Leaf vacuum collection bag
It’s worth looking at the size and quality of the garden waste collection bag on the leaf vacuum models you’re considering. You want a good-sized, hard-wearing, waterproof bag, which is easy to empty and detach/attach from the vacuum housing.
Ideally, your leaf vacuum will need to be stored inside for most of the year so it’s protected from the cold and wet. If you do need to store your vacuum outside, ensure it’s protected with a snug-fitting waterproof cover. Whether inside or outside, most of us only have limited storage so look for a compact model, ideally with a detachable hose and/or nozzle, which can be stored in a garage, shed or outbuilding without taking up too much room.
Leaf vacuum safety guidelines
- Check your outdoor area is clear of hazards like branches, rocks and toys before you begin.
- Avoid using your leaf vacuum on a windy or wet day: either of these conditions can make the job much more stressful, and in some cases more dangerous, than it needs to be. Wait for the weather to calm down before attempting to clear your garden.
- Secure long hair, and either remove or tuck in any long, baggy clothing or jewellery that could get caught in the vacuum.
- Wear eye, ear and hand protection – goggles, gloves and ear defenders are recommended, particularly if you’re using your leaf vacuum for long periods.
- Be aware of your surroundings – to avoid accidents, ensure that family members and pets stay a safe distance away from where you’re working.
- Avoid using your leaf vacuum when your feet aren’t firmly on the ground – it is not advisable to use your leaf vacuum when stood on a roof or ladder.
- Take notice of any unusual smells or sounds coming from your vacuum. Should your vacuum start sounding or smelling different than normal, switch it off and contact the manufacturer?
- If you have a mains-powered leaf vacuum, always remember to cut the power supply i.e. unplug the vacuum when not in use or when changing attachments.
Frequently Asked Questions
Mulching is the shredding of leaves and other garden foliage by plastic or metal blades into tiny pieces. The mulching process allows you to collect more waste before having to empty the bag of your leaf vacuum.
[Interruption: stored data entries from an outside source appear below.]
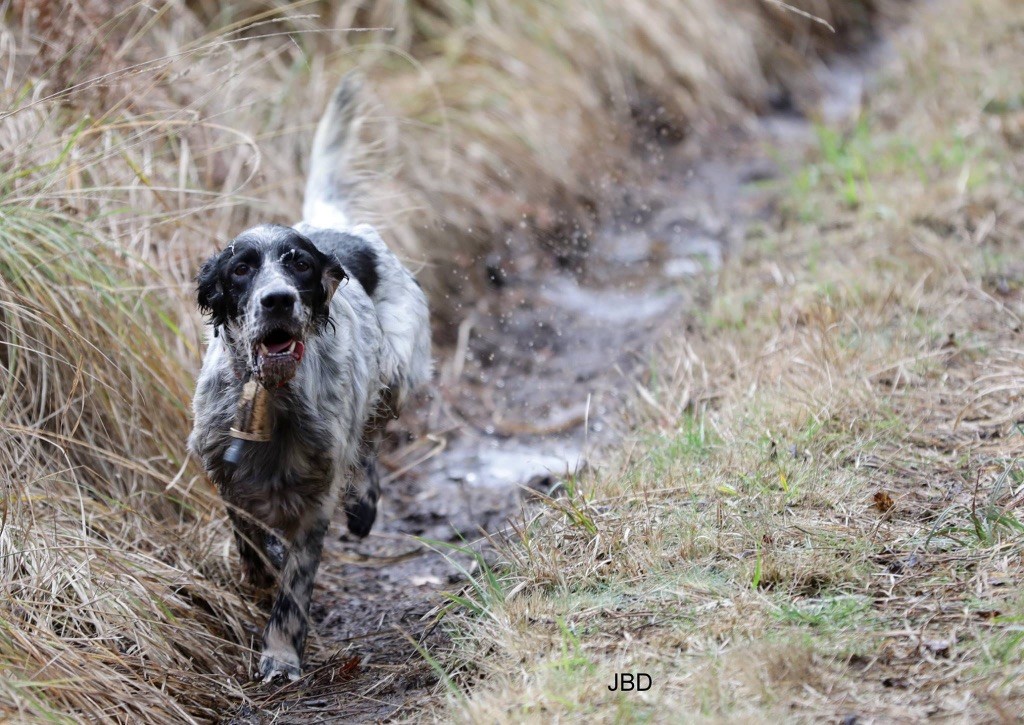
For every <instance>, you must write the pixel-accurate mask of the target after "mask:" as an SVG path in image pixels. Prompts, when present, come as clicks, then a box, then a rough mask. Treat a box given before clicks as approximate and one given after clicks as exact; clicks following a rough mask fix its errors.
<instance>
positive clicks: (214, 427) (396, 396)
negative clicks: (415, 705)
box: [188, 84, 431, 680]
mask: <svg viewBox="0 0 1024 725" xmlns="http://www.w3.org/2000/svg"><path fill="white" fill-rule="evenodd" d="M353 122H354V116H353V102H352V88H351V87H350V86H349V85H345V84H343V85H342V86H341V87H340V88H339V90H338V91H337V92H336V93H335V96H334V98H333V99H332V102H331V105H330V106H329V109H328V111H327V113H326V114H325V116H324V118H323V119H322V120H321V123H319V126H318V128H317V131H316V138H315V140H314V142H313V151H312V161H311V169H310V173H309V178H308V181H307V185H306V200H305V204H304V207H303V221H302V222H300V223H299V224H296V225H295V226H294V227H289V226H279V225H273V224H261V225H259V226H256V227H254V228H251V229H248V230H247V231H244V232H243V233H241V234H240V236H239V237H238V238H236V239H234V240H233V241H232V242H231V243H230V244H229V245H228V246H227V247H226V248H225V249H224V250H223V251H221V252H220V253H218V254H216V255H214V256H213V257H211V258H210V259H209V260H208V261H207V262H206V263H205V264H204V265H203V267H202V269H201V270H200V273H199V276H198V302H199V305H200V307H201V309H203V310H204V311H205V312H206V313H208V314H209V316H210V322H211V327H212V336H211V338H210V342H209V346H208V348H207V351H206V355H205V357H204V359H203V369H202V372H201V373H200V377H199V381H198V384H197V390H196V396H195V400H194V411H195V425H194V429H193V432H191V435H190V436H189V438H188V446H189V450H190V451H193V452H194V453H195V454H196V455H198V456H199V457H200V459H201V460H202V461H203V464H204V467H205V468H206V471H207V473H208V474H209V475H210V478H211V479H212V480H213V481H214V482H215V483H216V484H217V486H218V487H219V489H220V493H221V496H222V498H223V499H224V501H225V503H226V505H227V508H228V515H229V517H230V520H231V522H232V525H233V527H234V538H236V542H237V544H238V548H239V554H240V556H241V559H242V564H243V568H244V571H245V574H246V578H247V579H248V580H249V581H250V582H251V583H252V584H253V585H254V586H255V587H257V588H260V589H265V588H268V587H270V586H272V585H273V583H274V580H275V572H278V571H280V586H279V588H278V592H276V596H275V598H274V601H273V605H272V609H271V611H270V616H269V620H268V621H267V624H266V628H265V629H264V632H263V641H262V654H261V656H260V662H259V676H260V677H262V678H264V679H265V680H270V679H273V678H275V677H278V676H282V675H283V676H287V677H289V678H292V679H295V678H297V677H298V676H299V674H300V670H301V658H302V650H303V646H304V643H305V638H306V632H307V627H308V612H309V601H310V596H311V593H312V588H313V580H314V578H315V574H316V568H317V566H318V564H319V559H321V551H322V548H323V544H324V537H325V535H326V532H327V530H328V526H329V524H330V520H331V516H332V513H333V512H334V510H335V508H336V506H337V504H338V503H339V501H342V502H343V503H344V507H345V512H346V517H347V523H348V527H349V529H350V530H351V531H352V532H353V534H355V535H356V536H360V537H361V536H366V535H367V534H368V532H369V531H370V528H371V526H372V525H373V522H374V519H375V517H376V514H377V500H378V497H379V493H380V488H379V481H378V477H377V470H376V456H377V449H378V445H379V443H380V437H381V433H382V431H383V428H384V426H385V425H386V423H387V421H388V420H389V419H390V418H393V417H395V416H397V415H398V413H399V412H400V410H401V407H402V403H403V402H404V400H406V399H407V397H408V395H409V393H410V392H411V391H412V390H413V389H414V388H416V387H417V386H418V385H420V384H422V383H424V382H426V381H427V380H428V379H429V377H430V368H431V360H430V332H429V326H428V315H427V304H426V299H425V297H424V294H423V292H422V290H421V289H420V287H419V285H418V284H417V283H416V281H415V280H414V279H413V276H412V274H410V272H409V271H408V270H407V269H406V268H404V267H403V266H402V265H401V263H400V262H399V261H398V259H397V258H396V257H395V256H394V255H393V254H392V253H391V252H390V251H389V250H388V248H387V246H386V245H385V244H384V242H383V241H382V240H381V238H380V236H379V234H378V233H377V231H376V230H375V229H374V228H373V227H371V226H367V225H356V226H350V225H349V223H348V218H347V216H346V214H345V211H344V195H343V191H344V188H345V184H344V161H345V158H346V146H347V145H348V144H349V143H348V142H349V140H350V139H351V137H352V135H353V134H352V133H351V129H352V126H353ZM271 362H272V366H276V368H282V367H283V369H284V370H286V371H287V372H288V373H289V374H291V373H292V372H293V371H294V377H292V378H291V379H290V380H288V382H287V383H285V384H284V385H282V386H281V387H275V388H273V389H272V390H271V391H270V394H269V416H270V419H271V428H272V437H271V440H270V441H269V442H265V443H260V442H251V443H248V444H247V445H246V446H245V451H244V454H243V456H242V459H241V460H240V461H239V463H238V465H237V466H228V465H226V464H225V463H224V460H223V459H224V453H225V450H226V449H227V446H228V444H229V443H230V442H231V441H232V440H233V439H232V438H230V437H229V436H228V429H229V428H230V426H231V424H232V422H233V420H234V415H236V408H237V403H238V400H239V396H240V394H241V391H242V385H243V380H244V379H245V377H247V375H248V374H249V372H250V371H252V370H254V369H260V368H261V365H262V366H266V367H267V369H270V368H271V367H272V366H271ZM296 366H297V367H296ZM285 377H286V379H287V377H288V376H285ZM280 539H284V541H285V542H287V545H285V546H282V543H281V541H280Z"/></svg>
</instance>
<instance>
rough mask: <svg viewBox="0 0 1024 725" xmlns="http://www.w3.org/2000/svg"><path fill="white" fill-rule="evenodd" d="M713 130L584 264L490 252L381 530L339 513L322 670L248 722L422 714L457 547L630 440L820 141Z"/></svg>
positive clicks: (321, 644) (458, 583)
mask: <svg viewBox="0 0 1024 725" xmlns="http://www.w3.org/2000/svg"><path fill="white" fill-rule="evenodd" d="M874 55H876V54H874V53H872V54H871V56H870V57H869V56H862V57H859V58H843V59H839V60H837V61H836V62H835V63H834V66H833V68H831V69H822V70H821V76H820V81H821V85H822V87H823V88H825V89H826V90H827V92H826V95H825V96H824V98H823V99H822V101H821V104H820V109H821V114H822V118H823V120H826V121H836V120H842V119H844V118H850V117H854V116H855V115H856V113H857V112H858V111H859V105H860V102H861V97H862V92H863V88H864V79H865V77H866V75H865V69H866V68H868V67H869V66H871V65H872V62H873V59H874V58H873V56H874ZM712 135H713V137H712V140H711V141H710V142H709V138H708V136H707V135H702V137H701V148H696V147H694V146H693V145H690V144H686V143H684V144H680V145H677V146H675V147H671V148H662V150H658V152H657V154H656V155H655V156H656V157H657V158H656V159H655V160H653V161H651V162H650V163H649V164H648V165H647V166H646V167H645V168H646V169H647V170H648V178H647V180H646V181H645V182H644V183H643V184H642V185H640V186H636V187H633V188H630V189H629V190H628V193H627V191H626V190H624V191H623V193H622V196H621V201H620V204H618V207H617V210H616V211H615V212H614V213H613V214H611V215H610V216H611V219H610V220H609V221H608V222H607V224H606V225H605V226H604V227H603V228H602V229H601V230H600V232H599V233H598V234H596V236H594V238H593V239H591V240H590V242H589V246H588V249H587V251H586V254H585V255H582V257H581V259H580V260H578V261H579V262H580V263H579V264H569V265H568V268H566V265H565V264H564V260H562V263H559V262H558V261H556V260H555V257H554V255H552V254H550V253H546V252H544V251H543V250H539V249H538V248H537V245H534V244H528V245H527V244H523V245H522V246H521V248H513V249H511V250H510V252H509V254H508V255H507V259H506V260H488V265H489V266H490V267H493V268H490V269H489V273H490V276H492V279H493V281H494V282H495V285H494V287H493V289H492V291H490V293H489V294H487V295H485V296H484V297H483V298H482V299H480V300H479V301H478V303H477V304H476V305H475V306H474V307H473V308H472V309H469V310H467V312H466V316H465V318H464V321H463V323H462V325H461V326H460V329H459V334H458V343H457V344H456V346H455V348H454V349H451V350H443V351H439V352H440V356H439V359H438V376H437V378H438V380H437V384H436V386H435V389H434V390H433V391H432V396H431V399H430V400H429V401H425V402H424V403H423V404H422V406H421V407H420V411H419V412H418V413H414V414H413V415H412V416H408V417H407V418H406V419H404V420H403V421H400V422H399V425H398V428H397V429H396V431H394V433H393V437H394V438H395V440H398V443H397V445H396V449H395V451H394V452H393V453H392V454H390V455H389V456H387V457H385V460H384V463H385V465H386V467H387V469H388V470H390V471H391V473H390V474H389V476H388V478H389V479H390V480H387V481H385V483H384V486H383V489H384V499H383V502H382V507H381V511H380V515H379V518H378V522H377V526H376V527H375V529H374V532H373V534H372V535H371V536H370V537H369V538H368V539H367V540H365V541H361V542H358V541H351V540H348V539H347V538H346V537H345V535H343V534H342V531H343V530H344V526H343V524H342V523H341V522H340V520H339V521H338V522H336V523H335V525H334V527H333V528H332V534H331V535H330V536H329V541H328V544H327V550H326V552H325V556H324V562H323V564H322V567H321V572H319V577H318V579H317V585H316V591H315V594H314V598H313V605H312V611H311V617H312V622H313V627H312V629H313V633H312V634H311V635H310V642H309V645H308V649H307V657H306V659H307V666H306V673H307V674H306V675H305V676H304V677H303V678H302V679H301V680H300V681H298V682H296V683H291V684H289V685H285V686H282V687H279V688H275V689H264V688H261V687H259V686H256V685H254V686H252V687H251V688H250V689H249V690H248V692H249V694H250V696H251V698H252V699H251V700H250V701H249V702H247V703H246V705H245V706H244V707H243V708H242V710H241V711H240V712H239V713H238V714H237V715H236V716H234V717H233V718H230V720H231V721H232V722H260V723H262V722H366V721H380V720H394V719H399V720H400V719H411V718H414V717H415V715H416V713H418V712H419V711H418V708H421V707H425V706H428V705H430V703H431V702H433V701H434V700H433V693H434V692H435V688H436V687H437V676H436V674H435V673H434V672H433V671H432V670H431V667H430V665H429V664H428V662H427V660H426V659H425V658H424V657H423V656H422V655H421V654H420V651H419V648H426V649H427V650H428V651H429V650H433V651H443V648H444V647H445V646H446V644H447V643H446V641H445V635H444V633H443V626H438V617H437V614H438V612H439V610H440V608H441V607H442V606H443V605H444V603H445V601H446V600H445V598H444V596H443V594H442V592H444V591H459V589H460V588H461V587H462V586H464V584H465V578H464V575H463V574H462V573H461V572H460V570H459V566H464V567H468V568H470V570H472V566H473V564H472V562H471V560H470V559H469V558H468V557H465V556H462V555H460V554H458V553H457V552H455V550H454V549H451V548H446V547H456V546H464V545H466V544H467V543H472V542H478V541H480V540H481V537H482V536H483V535H484V532H487V534H494V532H497V531H501V530H502V529H503V528H504V527H505V526H506V523H507V521H508V520H509V518H510V517H515V516H517V515H518V514H519V513H520V512H521V511H522V509H523V505H524V503H525V502H526V501H527V499H529V498H530V495H529V492H530V491H542V492H544V493H546V494H547V493H551V492H552V489H553V488H554V487H555V486H556V485H557V483H558V481H559V480H560V479H562V478H564V476H565V475H566V474H570V473H572V472H574V471H578V470H580V468H581V467H583V466H585V465H587V461H588V459H591V458H595V456H596V454H598V452H599V451H600V450H601V449H602V447H603V446H608V445H613V444H614V443H615V441H616V437H617V433H618V430H617V427H618V426H620V421H618V417H617V414H618V412H620V411H621V410H622V406H623V402H624V401H625V400H626V399H627V398H628V396H631V395H633V394H635V382H636V381H637V380H640V379H642V376H643V375H644V373H645V372H647V371H648V370H649V366H650V362H651V360H650V354H651V350H652V348H653V345H654V344H655V342H657V341H658V340H662V339H665V338H666V337H667V336H671V335H682V334H684V332H685V321H686V314H687V311H692V310H693V309H694V308H695V306H696V305H699V304H700V303H701V302H703V301H706V300H707V299H708V298H710V294H711V291H712V290H713V289H714V282H715V275H716V272H717V270H718V268H719V267H720V266H721V264H722V260H723V259H724V258H725V257H726V256H727V255H728V254H729V253H730V252H732V251H733V250H735V249H736V248H737V246H738V245H739V244H740V243H741V242H742V240H743V239H744V236H745V232H746V229H748V227H749V225H750V224H752V223H756V222H757V221H759V220H764V219H769V218H770V217H771V216H772V214H773V209H772V198H771V194H770V193H769V191H767V190H766V189H765V184H764V183H762V182H764V181H766V180H770V179H772V178H774V177H777V176H778V175H779V174H780V173H781V168H780V167H784V166H786V165H788V164H790V163H791V162H795V161H796V160H798V159H799V158H800V156H801V155H802V154H803V153H804V152H805V151H806V148H807V147H808V146H809V145H810V144H811V143H812V142H813V139H814V134H813V130H812V126H811V124H810V122H809V121H807V119H806V118H803V117H800V116H797V115H795V114H792V115H787V114H783V113H780V114H776V115H773V116H770V117H767V118H765V119H763V120H761V121H759V122H757V124H756V125H755V126H754V127H753V128H752V127H748V128H744V129H736V128H730V129H722V130H720V131H719V132H717V133H715V134H712ZM401 440H404V441H406V442H401ZM425 541H427V542H433V544H430V543H424V542H425ZM445 555H446V556H447V557H449V558H452V559H454V560H455V561H456V562H457V563H458V564H459V566H457V565H455V564H453V562H452V561H450V560H449V558H446V556H445Z"/></svg>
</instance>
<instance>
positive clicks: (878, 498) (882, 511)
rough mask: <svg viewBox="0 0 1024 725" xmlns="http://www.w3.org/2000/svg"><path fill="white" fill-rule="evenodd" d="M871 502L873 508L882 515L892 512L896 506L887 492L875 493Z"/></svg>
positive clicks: (887, 492) (889, 495) (892, 497)
mask: <svg viewBox="0 0 1024 725" xmlns="http://www.w3.org/2000/svg"><path fill="white" fill-rule="evenodd" d="M872 500H873V502H874V508H876V509H878V510H879V511H881V512H882V513H886V512H887V511H890V510H892V508H893V507H894V506H895V505H896V502H895V501H893V497H891V496H890V495H889V492H887V491H879V492H876V494H874V497H873V499H872Z"/></svg>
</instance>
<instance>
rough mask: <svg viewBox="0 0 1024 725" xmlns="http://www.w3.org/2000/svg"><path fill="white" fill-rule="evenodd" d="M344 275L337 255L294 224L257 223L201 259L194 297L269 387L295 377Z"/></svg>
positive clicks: (227, 342)
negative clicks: (203, 262)
mask: <svg viewBox="0 0 1024 725" xmlns="http://www.w3.org/2000/svg"><path fill="white" fill-rule="evenodd" d="M345 279H347V274H345V270H344V269H342V267H341V264H340V263H339V262H338V260H337V259H335V258H334V257H333V256H329V255H326V254H324V253H323V252H321V251H319V250H318V249H316V247H315V246H314V245H313V243H312V242H310V241H309V240H308V239H306V238H305V237H303V236H302V234H300V233H299V232H298V231H296V230H295V229H293V228H291V227H288V226H278V225H273V224H261V225H259V226H255V227H253V228H251V229H248V230H247V231H244V232H242V233H241V234H239V236H238V237H237V238H236V239H234V240H233V241H232V242H231V244H229V245H228V246H227V248H226V249H224V250H223V251H222V252H220V253H219V254H215V255H214V256H212V257H210V259H208V260H207V261H206V263H205V264H203V266H202V268H201V269H200V272H199V275H198V278H197V299H198V302H199V307H200V309H201V310H202V311H203V312H205V313H207V314H208V315H209V316H210V322H211V323H212V324H213V326H214V334H219V332H220V331H224V333H225V338H226V342H227V344H228V346H229V347H230V348H231V349H232V352H233V353H234V355H236V356H237V357H241V358H243V359H244V360H245V362H246V365H247V366H248V368H249V369H250V370H252V371H253V372H254V373H255V374H256V375H257V377H259V378H261V379H262V380H263V383H264V385H267V386H268V387H272V386H276V385H281V384H284V383H286V382H288V381H289V380H291V379H292V378H293V377H294V376H295V373H296V372H297V371H298V368H299V364H300V362H301V361H302V355H303V353H304V351H305V343H306V341H307V340H308V339H309V338H310V336H312V335H317V334H319V333H322V332H323V331H324V329H325V327H326V326H327V324H328V321H329V317H330V309H331V298H332V297H333V296H334V292H335V290H337V288H338V285H339V284H340V283H341V282H342V281H343V280H345Z"/></svg>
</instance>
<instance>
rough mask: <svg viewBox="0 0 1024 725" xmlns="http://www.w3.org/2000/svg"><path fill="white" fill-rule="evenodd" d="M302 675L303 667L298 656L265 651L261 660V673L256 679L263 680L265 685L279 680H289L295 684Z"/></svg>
mask: <svg viewBox="0 0 1024 725" xmlns="http://www.w3.org/2000/svg"><path fill="white" fill-rule="evenodd" d="M301 675H302V666H301V663H300V662H299V655H298V654H296V653H295V652H270V651H266V650H264V651H263V654H262V655H261V656H260V658H259V673H258V675H257V677H256V679H258V680H262V681H263V684H264V685H265V684H268V683H270V682H273V681H274V680H276V679H279V678H288V680H289V681H291V682H295V681H296V680H298V679H299V677H300V676H301Z"/></svg>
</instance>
The higher the mulch ratio, the better – this means you’re able to collect more in one go e.g. a mulching ratio of 3:1 means you can collect 3 mulched leaves for every 1 un-mulched leaf, meaning you can fill the bag to 3 times the capacity you would be able to if you were vacuuming the leaves without mulching.
Breaking the leaves down also speeds up the decomposition process – ideal if you’ll be throwing them on your compost pile when you’re done
Leaf vacuums start at around £25 for a basic model. The more functions and extra features a vacuum has, the more you’ll pay, with the very top models going for around the £300 mark. Combi models are the most expensive – the higher the airspeed, air volume and mulching ratio values, the more power you’re getting and this means a higher price but you are, in effect, getting two or three garden tools in one.
If you go for a petrol leaf vacuum, like any engine that burns fossil fuels, fumes and emissions will be generated, which can be harmful to the environment. However, many models now come fitted with specialist filters, which result in significantly fewer exhaust fumes being emitted whilst maintaining increased levels of fuel efficiency – this reduces the negative impact on the environment.